Il est plus que temps que le
Républicain Lorrain cesse d'ignorer
totalement l'existence d'homosexuels en
Lorraine en se faisant le porte-parole de
la majorité bien pensante et
vieillissante de ses lecteurs. Combien
d'articles ce journal a-il consacré
à l'homosexualité depuis le
début de son existence ? Combien de
fois a-t-il glorifié le couple
hétérosexuel en ignorant
totalement que le mot couple peut aussi
s'appliquer aux homosexuels ? Combien de
fois a-il dénoncé les
agressions homophobes que les gays de la
région ont subi depuis des dizaines
d'années sur les lieux de drague ?
Combien de fois a-t-il parlé des
meurtres homophobes de la région
depuis ces 50 dernières
années ? Que cet
éditorialiste se rassure, la
pensée unique est encore loin
d'être du côté qu'il
imagine. Et si l'homosexualité
commence un petit peu à être
visible dans notre société,
cette visibilité est encore
largement inférieure à la
proportion que représentent les
homosexuels dans la population. Si les
homosexuels commencent timidement à
goûter à la liberté
d'expression, il est légitime
qu'ils veuillent protéger cette
liberté récente et fragile
en réclamant des lois qui leur
donnent les mêmes droits qu'à
l'ensemble des citoyens. Il est
légitime qu'ils réclament
des lois qui les protègent enfin
des agressions verbales et physiques dont
ils ont été les victimes
depuis des lustres. Il est légitime
qu'on leur applique aussi, comme à
tous les citoyens, les principes de la
République qui leur ont toujours
été refusés :
"Liberté, Egalité,
Fraternité."
Le "socialement
correct"
Cet éditorialiste
estime qu'on ferait mieux de
dénoncer la misère, le
chômage, les plans sociaux, le
surendettement, l'exclusion. Oui, bien
sûr, il s'agit de maux de notre
société. Mais quel rapport
avec l'homophobie et les homosexuels ? Les
homos ne sont-ils pas concernés
aussi par ces problèmes ? En
sont-ils les responsables ? Il ne s'agit
là que d'un procédé
vieux comme le monde : on accumule une
liste d'évidences pour mieux
crédibiliser sa
démonstration.
L'homophobie est une
vilaine manière.
C'est presque amusant de
constater que les gens qui vivent dans
leur tour d'ivoire et qui n'ont jamais
été confrontés
à la réalité de la
vie sont sourds et aveugles au monde qui
les entoure. "Le peuple n'a pas de pain ?
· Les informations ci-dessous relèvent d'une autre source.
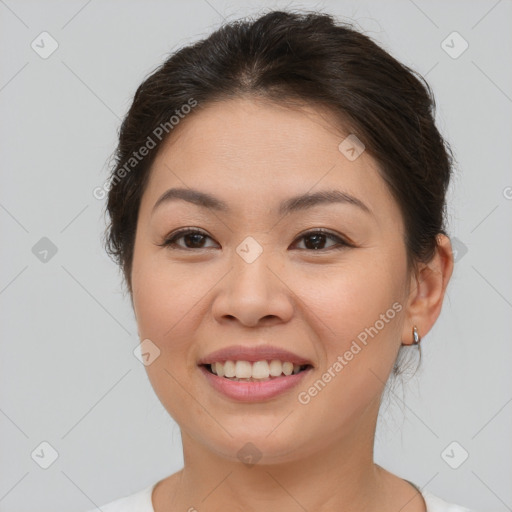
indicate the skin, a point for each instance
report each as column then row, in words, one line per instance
column 189, row 302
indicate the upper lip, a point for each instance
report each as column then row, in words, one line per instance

Qu'il mange de la brioche !",
"L'homophobie ? Une vilaine manière
!".
Que cet éditorialiste sacrifie une
demi-journée de sa vie à
tendre son oreille dans les cours de
récréation ou dans les
quartiers de banlieue, et il pourra
constater qu'on ne fait pas qu'y raconter
des histoires belges ou de
pédés.
C'est au nom de cette vilaine
manière que les nazis ont
envoyé des milliers d'homos dans
des camps où ils ont
été torturés,
castrés et assassinés. C'est
au nom de cette vilaine manière que
l'Europe libérée a
totalement occulté cette
réalité historique et a
méprisé la mémoire
des gays tués par le nazisme et que
les quelques rescapés des camps ont
subi une deuxième humiliation,
celle de se taire et de se faire oublier.
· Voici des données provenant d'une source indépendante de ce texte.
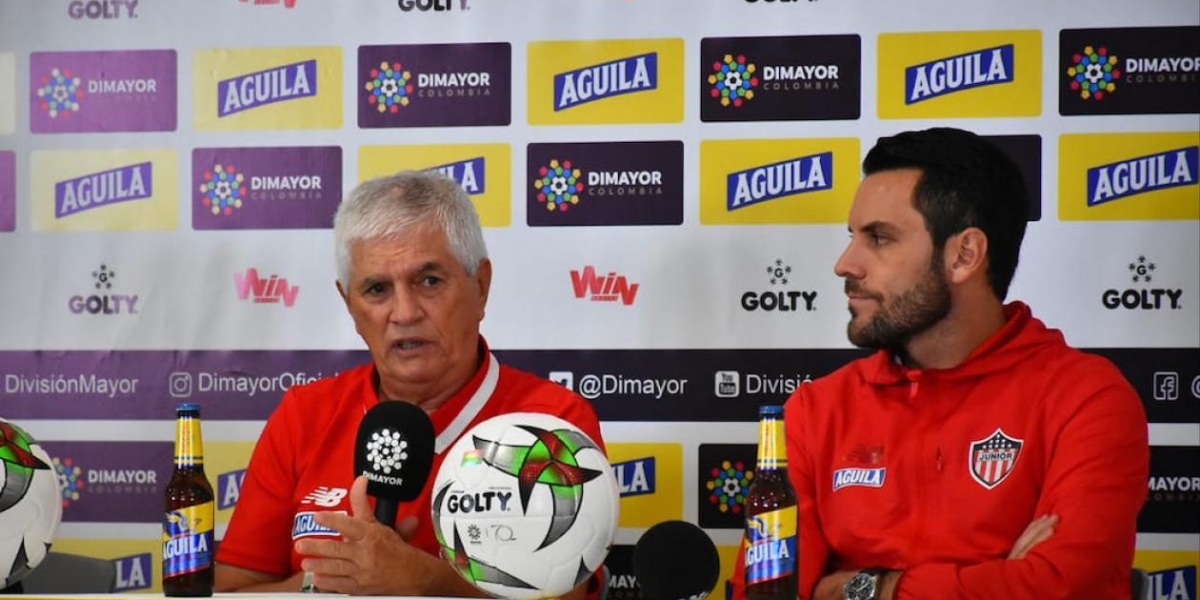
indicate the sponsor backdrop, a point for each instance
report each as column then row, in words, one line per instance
column 664, row 186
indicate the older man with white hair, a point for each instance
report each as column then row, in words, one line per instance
column 414, row 274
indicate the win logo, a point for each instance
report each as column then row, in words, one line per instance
column 274, row 289
column 471, row 174
column 946, row 76
column 607, row 79
column 96, row 190
column 781, row 179
column 603, row 288
column 636, row 477
column 279, row 84
column 1143, row 174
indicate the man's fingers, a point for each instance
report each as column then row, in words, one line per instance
column 360, row 507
C'est au nom de cette vilaine
manière que des faibles d'esprit
insultent, agressent et assassinent des
gays. C'est au nom de cette vilaine
manière qu'un nancéen a
récemment été
jeté dans le canal où on l'a
laissé se noyer. C'est au nom de
cette vilaine manière qu'on a
immolé par le feu un homme dont le
seul crime était de vivre heureux
et en couple avec son compagnon.
Quand on connaît
cette réalité, on ne peut
pas employer des telles expressions. Il
est temps que des journalistes qui ont une
quelconque influence sur l'opinion
publique ouvrent leurs yeux et fassent
leur métier au lieu de
répéter pour la
millième fois les discours
éculés.
Enfin que cet éditorialiste se
rassure, ce n'est pas une loi qui
sanctionne les insultes homophobes qui
supprimera les blagues de comptoir sur les
pédés. Cette loi ne changera
pas la nature profonde des mâles qui
ne peuvent se rassurer sur leur
virilité qu'en se moquant des homos
ou des femmes. Non. Cette loi doit
simplement cesser de légitimer les
insultes qui poussent aux agressions qui
poussent aux meurtres.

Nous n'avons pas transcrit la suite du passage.